As a teenager, Franklin traveled the country on tour with King, Jesse Jackson and Harry Belafonte. She transformed into a musical icon, lending her voice in support of equal rights, and was present with Lewis for some of the Civil Rights Movement’s most pivotal moments. “If it hadn’t been for Aretha — and others, but particularly Aretha — the Civil Rights Movement would have been a bird without wings,” Lewis says. “She lifted us and she inspired us.”

The congressman also credits the singer’s music as a critical source of strength when Lewis, in his role as the chair of the Student Nonviolent Coordinating Committee, was organizing protests in Selma, Alabama. “I will never forget on one occasion, we left from jail and we went straight to the local club,” Lewis says. “The young people, the children, the teenagers, those of us in our twenties, woud dance by the music of Aretha.” The jukebox gave three songs for a quarter, and Lewis picked all Aretha Franklin songs. Among them, of course, was the song that would become an anthem of both civil rights and feminism: “Respect.”

Among Lewis’ fondest memories is seeing Franklin perform in August of 1967. It was the last day of the Southern Christian Leadership Conference, King’s annual gathering, and Franklin was scheduled to close the event with a few songs. Lewis remembers how happy she looked as she sang. “She was moved by, call it the spirit, or moved by the environment — all these people who had been beaten during a demonstration, or march, or protest — I think she was overcome by it all, and she was showing her gratitude. And she just kept singing and wouldn’t stop.” Finally, an organizer gently told her it was time to end the show. She didn’t listen. “She just kept going,” Lewis says. “They start dimming the lights, and closing down the program….And that was the last time that [King] saw Aretha perform.”

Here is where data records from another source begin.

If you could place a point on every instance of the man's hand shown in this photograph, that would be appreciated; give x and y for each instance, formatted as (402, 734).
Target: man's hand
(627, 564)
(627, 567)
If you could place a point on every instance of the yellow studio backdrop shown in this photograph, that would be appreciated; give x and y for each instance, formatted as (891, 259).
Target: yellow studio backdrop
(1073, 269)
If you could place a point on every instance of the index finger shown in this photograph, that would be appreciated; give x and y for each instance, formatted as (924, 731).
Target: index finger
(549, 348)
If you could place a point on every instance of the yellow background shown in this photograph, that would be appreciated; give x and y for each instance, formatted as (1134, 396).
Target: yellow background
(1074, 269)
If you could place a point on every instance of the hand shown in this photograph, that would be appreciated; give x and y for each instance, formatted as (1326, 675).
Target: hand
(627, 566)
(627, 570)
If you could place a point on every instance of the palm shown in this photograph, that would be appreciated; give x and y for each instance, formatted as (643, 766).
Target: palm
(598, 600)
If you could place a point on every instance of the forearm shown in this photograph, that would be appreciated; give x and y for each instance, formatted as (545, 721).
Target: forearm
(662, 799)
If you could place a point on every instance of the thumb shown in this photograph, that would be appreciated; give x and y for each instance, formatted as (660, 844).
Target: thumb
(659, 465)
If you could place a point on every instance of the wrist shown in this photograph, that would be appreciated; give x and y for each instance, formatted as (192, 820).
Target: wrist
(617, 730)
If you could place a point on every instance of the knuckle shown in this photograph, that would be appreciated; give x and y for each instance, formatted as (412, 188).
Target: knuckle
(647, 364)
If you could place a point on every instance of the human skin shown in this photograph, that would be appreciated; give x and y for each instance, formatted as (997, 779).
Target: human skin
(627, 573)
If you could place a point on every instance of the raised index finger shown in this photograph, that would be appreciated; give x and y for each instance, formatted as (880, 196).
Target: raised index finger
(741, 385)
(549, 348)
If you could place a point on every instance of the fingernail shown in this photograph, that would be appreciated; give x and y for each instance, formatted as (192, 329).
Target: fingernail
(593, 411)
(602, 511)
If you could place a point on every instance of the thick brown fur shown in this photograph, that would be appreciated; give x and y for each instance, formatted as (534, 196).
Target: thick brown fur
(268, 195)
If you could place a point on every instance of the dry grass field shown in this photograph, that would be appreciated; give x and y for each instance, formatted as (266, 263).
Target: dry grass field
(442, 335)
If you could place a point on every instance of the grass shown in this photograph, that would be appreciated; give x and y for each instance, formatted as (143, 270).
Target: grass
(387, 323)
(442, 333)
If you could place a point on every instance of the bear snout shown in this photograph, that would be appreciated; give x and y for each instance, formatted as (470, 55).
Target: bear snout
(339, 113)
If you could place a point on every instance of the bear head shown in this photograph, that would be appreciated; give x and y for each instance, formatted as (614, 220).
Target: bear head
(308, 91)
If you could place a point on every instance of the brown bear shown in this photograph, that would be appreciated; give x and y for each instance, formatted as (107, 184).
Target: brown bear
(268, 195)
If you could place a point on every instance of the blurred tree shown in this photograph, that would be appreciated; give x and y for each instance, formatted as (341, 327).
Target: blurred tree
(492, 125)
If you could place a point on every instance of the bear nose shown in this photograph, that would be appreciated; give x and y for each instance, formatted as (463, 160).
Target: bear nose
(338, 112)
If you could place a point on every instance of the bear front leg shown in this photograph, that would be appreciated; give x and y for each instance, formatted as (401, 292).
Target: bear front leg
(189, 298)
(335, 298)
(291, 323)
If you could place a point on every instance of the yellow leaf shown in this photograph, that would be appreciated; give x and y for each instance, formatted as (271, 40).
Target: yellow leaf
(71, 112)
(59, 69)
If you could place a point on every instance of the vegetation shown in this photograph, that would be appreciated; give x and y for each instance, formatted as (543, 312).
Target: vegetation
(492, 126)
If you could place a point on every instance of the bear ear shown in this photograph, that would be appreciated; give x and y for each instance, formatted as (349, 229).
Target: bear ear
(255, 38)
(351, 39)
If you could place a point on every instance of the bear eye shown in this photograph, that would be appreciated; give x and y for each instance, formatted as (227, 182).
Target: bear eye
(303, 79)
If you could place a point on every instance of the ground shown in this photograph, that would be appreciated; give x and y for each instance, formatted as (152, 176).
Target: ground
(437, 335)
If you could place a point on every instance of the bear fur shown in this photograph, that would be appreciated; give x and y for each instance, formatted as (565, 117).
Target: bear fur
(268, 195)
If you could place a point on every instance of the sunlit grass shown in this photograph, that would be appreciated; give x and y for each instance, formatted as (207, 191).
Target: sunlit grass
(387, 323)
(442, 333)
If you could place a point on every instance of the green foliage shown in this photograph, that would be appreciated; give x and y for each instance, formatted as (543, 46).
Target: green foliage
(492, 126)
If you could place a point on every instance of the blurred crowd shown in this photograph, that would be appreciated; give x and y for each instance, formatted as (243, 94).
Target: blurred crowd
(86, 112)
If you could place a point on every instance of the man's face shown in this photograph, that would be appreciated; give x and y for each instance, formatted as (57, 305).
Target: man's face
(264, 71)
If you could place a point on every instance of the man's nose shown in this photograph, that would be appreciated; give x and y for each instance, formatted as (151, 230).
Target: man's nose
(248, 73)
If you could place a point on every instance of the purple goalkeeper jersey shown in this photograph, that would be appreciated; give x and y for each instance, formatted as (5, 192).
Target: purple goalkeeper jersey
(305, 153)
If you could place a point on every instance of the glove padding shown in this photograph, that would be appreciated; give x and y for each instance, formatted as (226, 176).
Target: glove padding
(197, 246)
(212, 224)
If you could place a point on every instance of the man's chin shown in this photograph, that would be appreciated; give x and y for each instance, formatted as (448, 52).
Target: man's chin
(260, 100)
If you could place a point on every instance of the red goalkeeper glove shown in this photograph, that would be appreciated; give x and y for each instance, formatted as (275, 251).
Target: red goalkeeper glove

Eight months later, in April, 1968, King was gunned down, standing on a motel balcony in Memphis, Tennessee. He’d been scheduled to attend a rally that evening; according to the Reverend Jesse Jackson, King’s last words were a request, directed at the musician Ben Branch: “Make sure you play ‘Take My Hand, Precious Lord’ in the meeting tonight. Play it real pretty.” Franklin, famously, would sing the song at his funeral. Lewis recalls the pain in her voice that day. “She put everything she had in the song,” he says. “Her heart was very heavy — her heart was bleeding.” For Franklin, it was more than just a political loss. “Dr. King was very, very close to her father,” Lewis says, noting that they marched together in Detroit, and King occasionally gave sermons at her father’s church. “She loved and admired Dr. King.”

Years later, Lewis had the chance to be present for another historic Aretha Franklin performance. It was January 2009, and the occasion was the inauguration of the first Black president. Franklin sang “My Country, ‘Tis of Thee.”

“Somehow it fell to my lot that day to lead Aretha to the room where she had to be before she did the song,” Lewis recalls. Despite the enormity of the moment, once backstage, he recalls, they pleasantly joked about her hat. “It was very moving for her to be there,” says Lewis. “And it moved President and Mrs. Obama. And it moved all of humanity, really.”

Her singular ability to move people is what Lewis says he’ll treasure most about Franklin’s memory. “She had the capacity and ability to help move us closer to what Dr. King called ‘The Beloved Community’ — where we could lay down the burden of hate and separation and move just a little bit closer.”

“I will never, never ever forget her.”